- Cassell in 2013
- Born: Eric Jonothan Goldstein August 29, 1928 New York City
- Died: September 24, 2021 (aged 93) East Stroudsburg, Pennsylvania
- Known for: Work on the nature of suffering and the role of empathy in the medical profession
- Notable work: The Nature of Suffering and the Goals of Medicine (1991)
- Children: 1
- Website: ericcassell.com

= Eric Cassell =

American physician and bioethicist (1928–2021)

Eric Jonathan Cassell, born Eric Jonathan Goldstein (August 29, 1928 – September 24, 2021) was an American physician and bioethicist.

== Early life and education ==
Eric Jonathan Goldstein was born on August 29, 1928, in New York City. He and his brother changed their surname to Cassell to render it closer to their grandfather's name, which was changed at Ellis Island. He received a BS from Queens College, City University of New York, in 1950, an MA from Columbia University, also in 1950, and an MD from New York University School of Medicine in 1954.

== Career ==
Cassell taught at Cornell University Medical College and Mount Sinai School of Medicine, and practiced at French Hospital and New York Hospital. He was elected a member of the National Academy of Medicine in 1982.

According to a 2019 critical review of Cassell's work, his views on the nature of suffering were "close to canonical" in the medical community. Cassell advanced a subjective view of suffering, according to which the condition must be understood by reference to the beliefs and perceptions of the person experiencing it.
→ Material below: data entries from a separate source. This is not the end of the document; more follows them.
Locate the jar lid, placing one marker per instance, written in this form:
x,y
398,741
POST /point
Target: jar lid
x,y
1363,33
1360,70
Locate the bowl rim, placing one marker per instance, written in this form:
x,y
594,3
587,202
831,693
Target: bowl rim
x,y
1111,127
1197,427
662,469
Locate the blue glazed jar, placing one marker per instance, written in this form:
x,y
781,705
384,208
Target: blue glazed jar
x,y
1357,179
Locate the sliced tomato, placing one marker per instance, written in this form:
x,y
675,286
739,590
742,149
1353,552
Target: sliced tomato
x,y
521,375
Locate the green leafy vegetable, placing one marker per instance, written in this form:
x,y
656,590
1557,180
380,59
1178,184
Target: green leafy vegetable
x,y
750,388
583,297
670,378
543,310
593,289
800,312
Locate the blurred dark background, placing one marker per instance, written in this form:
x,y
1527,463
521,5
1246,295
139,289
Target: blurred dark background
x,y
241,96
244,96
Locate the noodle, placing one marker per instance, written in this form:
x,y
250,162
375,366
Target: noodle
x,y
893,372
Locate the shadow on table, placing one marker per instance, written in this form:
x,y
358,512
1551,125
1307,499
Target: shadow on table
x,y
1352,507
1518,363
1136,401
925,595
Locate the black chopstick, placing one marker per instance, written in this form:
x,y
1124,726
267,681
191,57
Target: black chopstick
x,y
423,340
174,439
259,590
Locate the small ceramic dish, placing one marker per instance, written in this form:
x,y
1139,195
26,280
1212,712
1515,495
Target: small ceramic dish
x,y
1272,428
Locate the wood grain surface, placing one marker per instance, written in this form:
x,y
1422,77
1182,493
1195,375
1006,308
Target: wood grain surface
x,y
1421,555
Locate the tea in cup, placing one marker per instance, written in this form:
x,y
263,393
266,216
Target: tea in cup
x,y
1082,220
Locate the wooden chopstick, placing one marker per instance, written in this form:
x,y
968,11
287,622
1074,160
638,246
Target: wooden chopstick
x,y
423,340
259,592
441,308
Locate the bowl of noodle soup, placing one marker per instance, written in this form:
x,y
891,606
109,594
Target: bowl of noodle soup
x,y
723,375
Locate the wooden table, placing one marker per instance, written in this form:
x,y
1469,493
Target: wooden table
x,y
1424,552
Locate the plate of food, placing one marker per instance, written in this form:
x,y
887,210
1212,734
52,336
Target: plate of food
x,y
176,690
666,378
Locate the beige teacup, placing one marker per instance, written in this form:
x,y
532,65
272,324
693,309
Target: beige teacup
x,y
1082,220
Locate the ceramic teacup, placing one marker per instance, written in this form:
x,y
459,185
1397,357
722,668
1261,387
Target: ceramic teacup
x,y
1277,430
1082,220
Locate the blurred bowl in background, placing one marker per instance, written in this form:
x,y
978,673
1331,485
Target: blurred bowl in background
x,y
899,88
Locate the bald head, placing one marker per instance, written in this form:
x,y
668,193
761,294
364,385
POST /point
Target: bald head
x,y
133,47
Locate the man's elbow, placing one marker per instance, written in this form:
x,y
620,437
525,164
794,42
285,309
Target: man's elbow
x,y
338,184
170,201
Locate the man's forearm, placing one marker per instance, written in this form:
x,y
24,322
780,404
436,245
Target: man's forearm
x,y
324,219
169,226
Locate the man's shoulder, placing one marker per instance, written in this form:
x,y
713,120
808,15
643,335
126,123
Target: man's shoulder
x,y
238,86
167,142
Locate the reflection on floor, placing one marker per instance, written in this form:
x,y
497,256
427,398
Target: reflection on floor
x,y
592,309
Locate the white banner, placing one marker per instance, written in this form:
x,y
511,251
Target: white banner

In 2001, Cassell published a study in Annals of Internal Medicine that assessed the decision-making capacity of severely ill adults, finding that their decision-making abilities were similar to those of children under 10. Commenting on his findings, Cassell stated, "I think it's grossly unfair and I actually think it's an abuse of a patient to put someone in a position to make decisions when they don't have the capacity to make them."

Cassell died on September 24, 2021, in East Stroudsburg, Pennsylvania.

== Bibliography ==
- Cassell, Eric J. (1976). "The Healer's Art: A New Approach to the Doctor-Patient Relationship"
- Cassell, Eric J. (1997). "Doctoring: The Nature of Primary Care Medicine"
- Cassell, Eric J. (2004). "The Nature of Suffering and the Goals of Medicine"
- Cassell, Eric J. (2012). "The Nature of Healing: The Modern Practice of Medicine"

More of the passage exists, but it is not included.